The preservation of Nusantara traditional literary texts faces challenges due to the fragility of manuscripts and the complexity of local scripts such as Javanese, Lontara, Balinese, and Batak. While Optical Character Recognition (OCR) has been widely applied in global digitization projects, its effectiveness in recognizing Nusantara scripts remains underexplored. Previous studies highlight OCR’s role in cultural heritage preservation and accessibility but also note significant accuracy gaps in non-Latin scripts. This research aims to evaluate the usability and limitations of OCR in processing Nusantara manuscripts. A qualitative-descriptive approach was employed by testing OCR tools on selected digitized manuscripts, with analysis focusing on recognition accuracy, error patterns, and integration with digital library systems.
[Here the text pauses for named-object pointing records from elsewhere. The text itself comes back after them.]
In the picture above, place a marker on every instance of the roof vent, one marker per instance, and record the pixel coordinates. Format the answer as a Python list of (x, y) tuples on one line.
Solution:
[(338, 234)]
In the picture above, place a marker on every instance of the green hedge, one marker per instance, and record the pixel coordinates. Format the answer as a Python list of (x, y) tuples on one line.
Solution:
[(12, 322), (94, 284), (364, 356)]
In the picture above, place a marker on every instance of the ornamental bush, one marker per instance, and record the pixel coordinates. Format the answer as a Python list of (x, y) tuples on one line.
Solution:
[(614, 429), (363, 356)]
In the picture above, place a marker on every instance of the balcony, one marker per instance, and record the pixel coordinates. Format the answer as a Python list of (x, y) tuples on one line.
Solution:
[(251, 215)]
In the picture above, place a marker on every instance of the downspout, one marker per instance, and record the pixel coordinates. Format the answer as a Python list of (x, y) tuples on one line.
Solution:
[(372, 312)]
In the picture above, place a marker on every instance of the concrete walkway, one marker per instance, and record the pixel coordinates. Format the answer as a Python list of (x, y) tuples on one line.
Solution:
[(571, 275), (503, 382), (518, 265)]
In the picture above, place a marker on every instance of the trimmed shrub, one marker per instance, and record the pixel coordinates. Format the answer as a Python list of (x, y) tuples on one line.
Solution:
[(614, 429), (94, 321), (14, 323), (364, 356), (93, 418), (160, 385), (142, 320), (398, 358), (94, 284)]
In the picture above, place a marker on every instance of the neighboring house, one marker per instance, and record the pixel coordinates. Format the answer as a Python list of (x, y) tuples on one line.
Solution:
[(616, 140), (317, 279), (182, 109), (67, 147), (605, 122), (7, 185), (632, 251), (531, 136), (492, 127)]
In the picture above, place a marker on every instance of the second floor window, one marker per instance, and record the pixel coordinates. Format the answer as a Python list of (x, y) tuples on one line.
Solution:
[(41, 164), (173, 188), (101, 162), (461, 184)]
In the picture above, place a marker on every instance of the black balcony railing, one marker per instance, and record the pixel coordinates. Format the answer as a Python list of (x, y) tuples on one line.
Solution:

The findings indicate that OCR can successfully convert texts into searchable formats, improving accessibility for researchers, educators, and the public. However, challenges remain in handling complex diacritics, script variations, and degraded texts. The study concludes that OCR, while not fully reliable as an automated solution, is a valuable tool for safeguarding Nusantara heritage when combined with manual verification and script-specific model development.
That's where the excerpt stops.